Ecological Resilience and Resistance in the Hyper Diverse Forests on the Eastern Andean Flank (Mera, Ecuador)
Abstract:Today the Neotropics contain some of the world’s most biodiverse and threatened ecosystems. Sediments obtained from two radiocarbon infinite (>48,000 years) stratigraphic sections on the eastern Andean flank, provide new insight into the relationship between biodiversity and disturbance during the Pleistocene (~200,000 years). Pollen analysis of modern and fossil material indicates that hyper diverse forest vegetation has been a feature of the Andean flank landscape for 100,000 years (pollen richness: modern = 44, fossil = 48). Correlation of past vegetation with disturbance events (volcanic and fluvial) indicates the response of hyper-diverse forest to past landscape scale change.

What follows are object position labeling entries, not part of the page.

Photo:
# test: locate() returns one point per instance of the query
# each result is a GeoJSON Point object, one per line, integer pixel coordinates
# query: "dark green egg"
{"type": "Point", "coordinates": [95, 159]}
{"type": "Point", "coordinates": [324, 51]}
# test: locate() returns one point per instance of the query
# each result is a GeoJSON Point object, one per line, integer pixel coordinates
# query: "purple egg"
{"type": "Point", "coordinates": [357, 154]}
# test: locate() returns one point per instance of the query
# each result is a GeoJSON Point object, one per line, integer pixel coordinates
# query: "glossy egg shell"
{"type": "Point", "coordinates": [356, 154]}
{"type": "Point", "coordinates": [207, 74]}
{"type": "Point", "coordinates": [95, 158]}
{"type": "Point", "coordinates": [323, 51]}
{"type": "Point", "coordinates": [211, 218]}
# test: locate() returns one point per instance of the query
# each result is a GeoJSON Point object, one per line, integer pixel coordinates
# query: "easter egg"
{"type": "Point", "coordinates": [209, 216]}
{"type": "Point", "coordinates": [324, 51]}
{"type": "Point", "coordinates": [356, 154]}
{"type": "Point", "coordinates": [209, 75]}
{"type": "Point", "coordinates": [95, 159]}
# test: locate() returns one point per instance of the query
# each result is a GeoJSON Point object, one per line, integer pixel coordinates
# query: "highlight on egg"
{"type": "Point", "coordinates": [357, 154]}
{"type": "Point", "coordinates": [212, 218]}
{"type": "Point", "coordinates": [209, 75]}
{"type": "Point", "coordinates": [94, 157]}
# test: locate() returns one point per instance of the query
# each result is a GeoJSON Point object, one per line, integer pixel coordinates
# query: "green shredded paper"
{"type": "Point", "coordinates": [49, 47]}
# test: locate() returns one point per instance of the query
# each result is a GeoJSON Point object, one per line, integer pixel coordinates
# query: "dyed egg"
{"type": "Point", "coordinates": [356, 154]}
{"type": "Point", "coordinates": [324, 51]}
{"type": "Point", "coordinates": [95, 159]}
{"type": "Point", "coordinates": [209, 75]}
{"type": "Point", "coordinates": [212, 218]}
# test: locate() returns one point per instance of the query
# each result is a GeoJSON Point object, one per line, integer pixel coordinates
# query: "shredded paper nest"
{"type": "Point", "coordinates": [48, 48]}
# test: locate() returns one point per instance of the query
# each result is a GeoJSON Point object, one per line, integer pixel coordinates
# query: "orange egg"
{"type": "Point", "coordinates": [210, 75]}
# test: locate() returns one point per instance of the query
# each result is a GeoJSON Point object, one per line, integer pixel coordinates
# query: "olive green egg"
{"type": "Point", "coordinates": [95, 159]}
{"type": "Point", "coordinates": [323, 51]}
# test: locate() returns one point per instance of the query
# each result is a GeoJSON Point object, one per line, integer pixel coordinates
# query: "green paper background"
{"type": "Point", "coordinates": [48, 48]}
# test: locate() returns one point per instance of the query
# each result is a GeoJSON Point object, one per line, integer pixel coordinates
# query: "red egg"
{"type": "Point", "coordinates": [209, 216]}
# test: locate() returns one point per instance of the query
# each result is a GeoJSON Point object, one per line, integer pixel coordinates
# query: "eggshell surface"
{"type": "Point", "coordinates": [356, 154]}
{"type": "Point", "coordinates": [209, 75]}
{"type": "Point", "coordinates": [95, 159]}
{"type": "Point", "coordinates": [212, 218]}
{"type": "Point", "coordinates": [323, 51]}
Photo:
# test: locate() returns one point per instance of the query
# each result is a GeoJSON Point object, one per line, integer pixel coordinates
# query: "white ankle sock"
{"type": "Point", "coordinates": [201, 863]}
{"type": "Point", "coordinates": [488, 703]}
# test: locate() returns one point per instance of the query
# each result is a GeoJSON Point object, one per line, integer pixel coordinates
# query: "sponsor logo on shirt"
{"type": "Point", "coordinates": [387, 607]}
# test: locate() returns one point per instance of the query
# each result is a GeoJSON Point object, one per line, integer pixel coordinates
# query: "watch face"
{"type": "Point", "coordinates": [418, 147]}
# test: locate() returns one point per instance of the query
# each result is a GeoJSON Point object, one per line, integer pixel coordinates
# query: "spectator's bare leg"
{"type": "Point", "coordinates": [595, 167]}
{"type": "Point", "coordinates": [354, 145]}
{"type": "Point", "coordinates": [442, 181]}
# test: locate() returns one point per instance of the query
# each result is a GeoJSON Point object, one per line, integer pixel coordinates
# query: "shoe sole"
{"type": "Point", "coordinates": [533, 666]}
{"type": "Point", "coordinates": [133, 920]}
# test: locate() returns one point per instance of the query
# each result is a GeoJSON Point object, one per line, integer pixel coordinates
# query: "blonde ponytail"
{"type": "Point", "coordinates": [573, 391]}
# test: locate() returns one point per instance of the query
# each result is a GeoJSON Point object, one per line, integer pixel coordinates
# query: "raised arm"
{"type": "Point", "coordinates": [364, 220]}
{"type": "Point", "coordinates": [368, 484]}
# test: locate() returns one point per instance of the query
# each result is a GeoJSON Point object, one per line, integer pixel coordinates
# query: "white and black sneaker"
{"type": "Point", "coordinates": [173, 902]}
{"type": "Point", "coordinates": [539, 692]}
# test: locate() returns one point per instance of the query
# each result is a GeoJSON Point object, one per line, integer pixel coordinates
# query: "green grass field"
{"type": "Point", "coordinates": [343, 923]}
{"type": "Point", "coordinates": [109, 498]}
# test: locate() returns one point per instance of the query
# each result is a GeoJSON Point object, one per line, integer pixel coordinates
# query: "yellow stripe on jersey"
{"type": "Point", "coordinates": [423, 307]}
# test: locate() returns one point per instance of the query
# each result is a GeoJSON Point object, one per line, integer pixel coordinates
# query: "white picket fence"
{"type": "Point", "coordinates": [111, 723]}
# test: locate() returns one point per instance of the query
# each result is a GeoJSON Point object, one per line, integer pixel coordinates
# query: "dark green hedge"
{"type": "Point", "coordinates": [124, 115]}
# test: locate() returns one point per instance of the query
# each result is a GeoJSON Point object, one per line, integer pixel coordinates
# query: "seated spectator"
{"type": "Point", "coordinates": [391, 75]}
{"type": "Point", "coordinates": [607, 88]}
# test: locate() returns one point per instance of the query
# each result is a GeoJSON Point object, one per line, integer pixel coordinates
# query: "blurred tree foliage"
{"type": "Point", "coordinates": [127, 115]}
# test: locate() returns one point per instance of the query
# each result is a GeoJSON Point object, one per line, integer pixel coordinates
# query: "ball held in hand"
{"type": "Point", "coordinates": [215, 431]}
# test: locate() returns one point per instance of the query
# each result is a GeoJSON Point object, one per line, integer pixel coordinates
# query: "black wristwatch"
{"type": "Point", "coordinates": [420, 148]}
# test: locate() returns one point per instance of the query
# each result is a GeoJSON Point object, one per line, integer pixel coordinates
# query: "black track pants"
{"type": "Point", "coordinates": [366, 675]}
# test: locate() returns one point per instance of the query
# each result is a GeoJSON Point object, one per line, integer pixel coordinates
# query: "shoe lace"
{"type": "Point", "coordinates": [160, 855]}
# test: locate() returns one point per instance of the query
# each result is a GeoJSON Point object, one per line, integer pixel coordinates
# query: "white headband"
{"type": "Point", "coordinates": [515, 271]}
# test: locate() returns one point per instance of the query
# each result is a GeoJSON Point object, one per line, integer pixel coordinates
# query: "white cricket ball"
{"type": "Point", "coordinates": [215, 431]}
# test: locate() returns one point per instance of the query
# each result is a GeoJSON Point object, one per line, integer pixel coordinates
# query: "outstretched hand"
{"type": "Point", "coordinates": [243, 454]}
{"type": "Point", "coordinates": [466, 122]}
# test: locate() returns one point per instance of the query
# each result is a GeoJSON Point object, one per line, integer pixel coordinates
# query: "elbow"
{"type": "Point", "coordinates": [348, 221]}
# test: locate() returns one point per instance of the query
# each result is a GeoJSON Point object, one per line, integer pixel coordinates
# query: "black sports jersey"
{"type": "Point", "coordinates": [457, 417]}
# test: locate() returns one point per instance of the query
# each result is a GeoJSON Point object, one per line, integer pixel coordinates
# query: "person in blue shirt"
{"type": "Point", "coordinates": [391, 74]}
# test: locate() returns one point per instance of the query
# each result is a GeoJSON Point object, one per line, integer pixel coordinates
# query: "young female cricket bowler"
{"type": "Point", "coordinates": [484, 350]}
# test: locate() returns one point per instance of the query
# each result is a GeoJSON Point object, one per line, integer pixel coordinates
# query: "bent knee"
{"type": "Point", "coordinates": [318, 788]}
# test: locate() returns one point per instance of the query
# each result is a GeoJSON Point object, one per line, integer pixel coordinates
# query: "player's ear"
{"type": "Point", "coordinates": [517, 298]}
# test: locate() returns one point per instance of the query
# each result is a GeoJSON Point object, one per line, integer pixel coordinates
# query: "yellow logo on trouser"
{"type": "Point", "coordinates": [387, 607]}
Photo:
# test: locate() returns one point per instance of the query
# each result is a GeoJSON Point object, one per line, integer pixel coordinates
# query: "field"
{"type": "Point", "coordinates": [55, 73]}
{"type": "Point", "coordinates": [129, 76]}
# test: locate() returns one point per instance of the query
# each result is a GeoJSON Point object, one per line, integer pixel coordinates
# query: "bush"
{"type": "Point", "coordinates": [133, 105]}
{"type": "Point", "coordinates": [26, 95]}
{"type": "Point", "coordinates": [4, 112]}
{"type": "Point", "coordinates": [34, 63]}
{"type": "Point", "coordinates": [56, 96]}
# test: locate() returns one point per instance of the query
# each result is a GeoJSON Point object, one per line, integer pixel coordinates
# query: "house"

Pollen records from near Mera (01°27 S, 78°06 W; 1117 m asl) indicate two major changes in the pollen assemblage, with forest communities dominated by: i) Hedyosmum-Alnus-Ilex, and ii) Combretaceae-Melastomataceae-Myrtaceae. These two pollen assemblages most closely resemble modern vegetation cloud forest (2500-3400m asl) and lower montane rain forest (700-2499 m asl) respectively. Sedimentary evidence suggests that at least 21 volcanic events and three changes in the local fluvial regime perturbed the regional landscape during the period of deposition. However, there is no evidence for volcanic or fluvial disturbance events causing a persistent change in vegetation community.
Volcanic events (tephra deposits) are associated with increased fire (charcoal particles), and changes in vegetation (pollen grains); however, within ~50cm of sediment accumulation above each tephra, pollen assemblages revert to pre-deposition compositions. Increased fluvial influence (gravel deposits) is associated with elevated input of pollen from taxa today found at higher elevations (Podocarpus-Celtis). The input of high elevation taxa concomitant with fluvial deposits is most likely indicative of an increase in long-distance transport of pollen along water courses originating in the Andes. Our data indicate that the closed-canopy forest vegetation of the eastern Andean flank was resilient and resistant to landscape scale changes in the past, providing insight into how it may respond in the future.